Unterschiede gibt es dennoch und die sind teilweise gravierend: Das Nexus 4 kommt mit der aktuellsten Version von Stock-Android und verspricht langfristige und schnelle Updates. Das Optimus G hingegen arbeitet mit Android 4.1.2 und der LG-eigenen Benutzeroberfläche, die in vielen Punkten “lediglich” eine farbliche Anpassung von Stock-Android, im Detail aber doch recht starke Eingriffe ins System sind. Darüber hinaus sind z.B. die Kamera und das Display des Optimus G teils um einiges besser und auch LTE wird hier geboten.

Meiner Meinung nach stellt sich im Bezug auf ein Android-Smartphone im mittleren Preissegment derzeit die Frage, ob man das Nexus 4 oder das Optimus G haben möchte. Beide Geräte bieten ihre Vorteile und Nachteile.
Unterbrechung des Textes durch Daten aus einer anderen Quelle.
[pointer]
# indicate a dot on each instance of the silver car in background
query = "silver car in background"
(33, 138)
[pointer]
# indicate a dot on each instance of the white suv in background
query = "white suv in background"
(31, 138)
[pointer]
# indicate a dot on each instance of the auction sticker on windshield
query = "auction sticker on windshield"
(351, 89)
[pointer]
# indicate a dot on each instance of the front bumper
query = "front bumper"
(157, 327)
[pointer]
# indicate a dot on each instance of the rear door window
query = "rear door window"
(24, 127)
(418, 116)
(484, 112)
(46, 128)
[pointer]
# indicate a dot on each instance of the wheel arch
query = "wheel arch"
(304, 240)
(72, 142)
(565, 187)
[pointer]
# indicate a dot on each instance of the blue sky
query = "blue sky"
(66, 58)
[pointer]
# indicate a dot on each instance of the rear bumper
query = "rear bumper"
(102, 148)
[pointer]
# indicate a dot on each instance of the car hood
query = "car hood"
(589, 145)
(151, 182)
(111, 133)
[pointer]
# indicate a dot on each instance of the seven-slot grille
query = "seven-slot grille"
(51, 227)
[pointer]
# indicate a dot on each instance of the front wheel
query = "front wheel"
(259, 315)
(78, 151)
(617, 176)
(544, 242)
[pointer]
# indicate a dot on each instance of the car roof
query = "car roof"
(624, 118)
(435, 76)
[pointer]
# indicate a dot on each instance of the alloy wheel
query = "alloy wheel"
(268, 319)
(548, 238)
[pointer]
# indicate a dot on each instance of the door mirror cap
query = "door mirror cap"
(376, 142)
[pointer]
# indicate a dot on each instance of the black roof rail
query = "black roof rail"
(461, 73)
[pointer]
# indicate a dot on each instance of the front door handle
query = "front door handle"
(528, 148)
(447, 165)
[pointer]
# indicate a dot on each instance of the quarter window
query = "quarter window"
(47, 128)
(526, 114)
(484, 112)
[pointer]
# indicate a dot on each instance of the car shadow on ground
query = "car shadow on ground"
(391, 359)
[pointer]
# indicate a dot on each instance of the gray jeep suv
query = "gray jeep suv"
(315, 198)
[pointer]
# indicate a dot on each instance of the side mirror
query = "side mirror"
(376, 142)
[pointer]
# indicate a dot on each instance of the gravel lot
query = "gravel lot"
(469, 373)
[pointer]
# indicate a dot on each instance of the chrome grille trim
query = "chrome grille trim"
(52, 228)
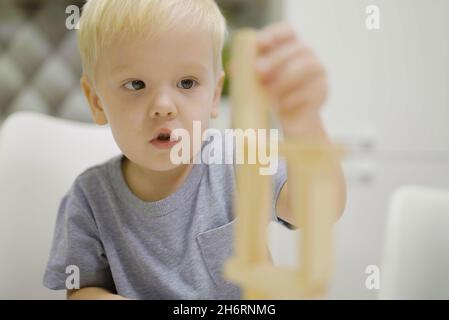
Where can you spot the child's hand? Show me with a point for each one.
(294, 77)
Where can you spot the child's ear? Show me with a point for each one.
(217, 95)
(96, 108)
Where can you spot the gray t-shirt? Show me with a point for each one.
(173, 248)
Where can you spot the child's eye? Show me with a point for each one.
(187, 84)
(135, 85)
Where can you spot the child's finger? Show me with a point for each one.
(274, 35)
(276, 59)
(296, 75)
(313, 94)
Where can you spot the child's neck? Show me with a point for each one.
(149, 185)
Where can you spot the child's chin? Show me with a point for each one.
(164, 165)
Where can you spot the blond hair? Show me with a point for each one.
(104, 22)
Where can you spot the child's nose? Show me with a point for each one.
(163, 107)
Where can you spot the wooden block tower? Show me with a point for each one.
(310, 185)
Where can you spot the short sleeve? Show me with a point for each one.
(279, 180)
(76, 242)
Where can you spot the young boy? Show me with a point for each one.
(139, 226)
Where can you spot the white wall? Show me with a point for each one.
(390, 86)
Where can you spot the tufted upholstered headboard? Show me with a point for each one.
(39, 60)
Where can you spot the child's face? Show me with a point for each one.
(168, 81)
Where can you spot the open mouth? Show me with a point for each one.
(165, 139)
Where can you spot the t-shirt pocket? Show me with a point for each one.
(217, 247)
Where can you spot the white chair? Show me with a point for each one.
(416, 251)
(40, 157)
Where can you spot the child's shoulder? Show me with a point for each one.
(95, 179)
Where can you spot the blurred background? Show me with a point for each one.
(389, 104)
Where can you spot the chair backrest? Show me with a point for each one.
(416, 250)
(40, 157)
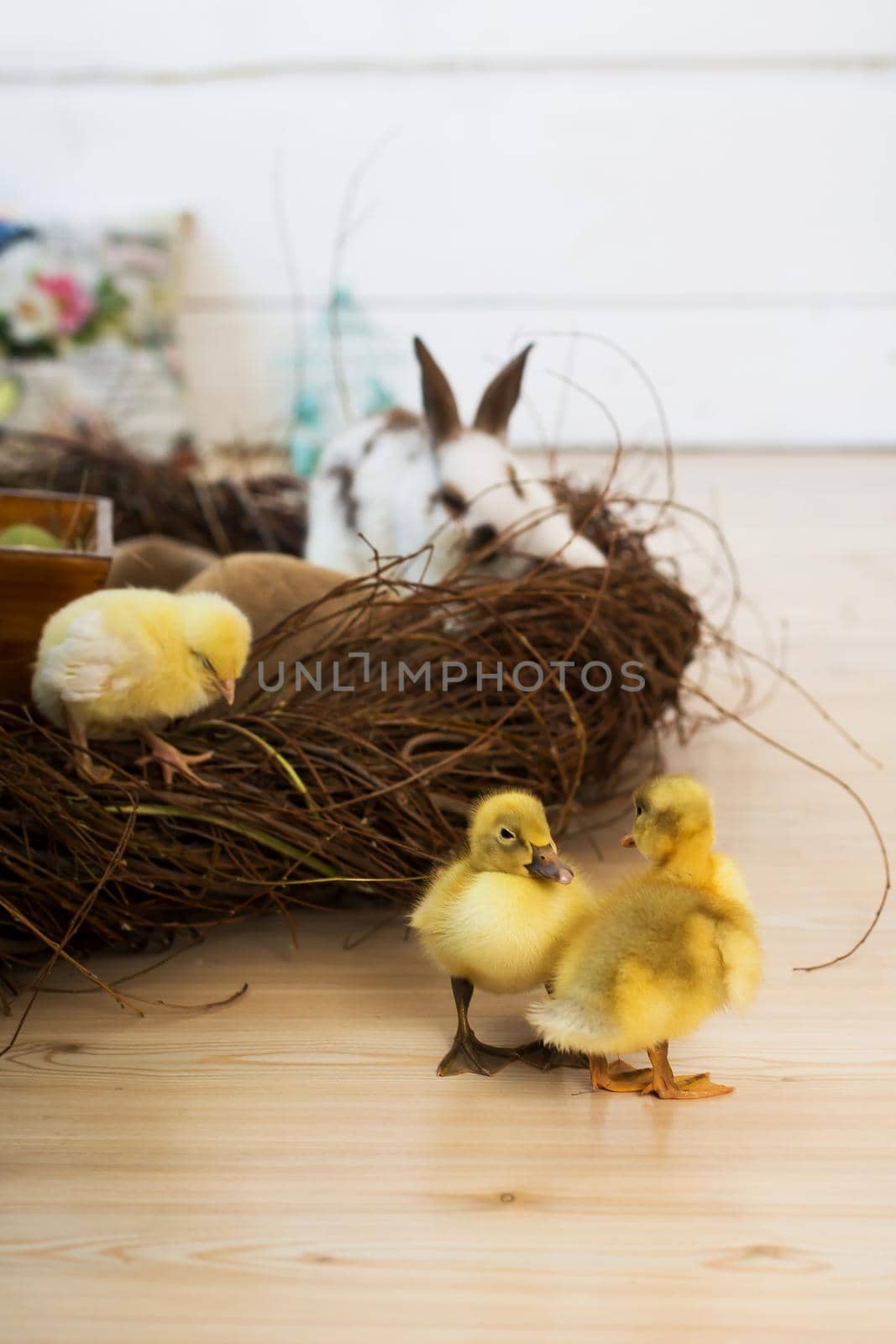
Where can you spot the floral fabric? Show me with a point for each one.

Letzten Endes muss man sich allerdings fragen, ob einem die Pluspunkte des Optimus G auch den Mehrpreis von etwas über 100 Euro wert sind. Meiner Meinung nach werden viele Nutzer diese Frage mit einem “Nein” beantworten, da der Preis eben einfach entscheidend ist.

Ich persönlich mag das Optimus G wirklich sehr und es hat mir über meinen Testzeitraum als “Daily-Driver” insgesamt (mit Ausnahme dieser kuriosen, oben angesprochenen, drei Tage) sehr gute Dienste geleistet. Prinzipiell kann ich es also durchaus empfehlen, allerdings (und damit schließt sich der gerade gezogene Kreis) wird die Preisfrage dem Optimus G nicht wirklich gut tun.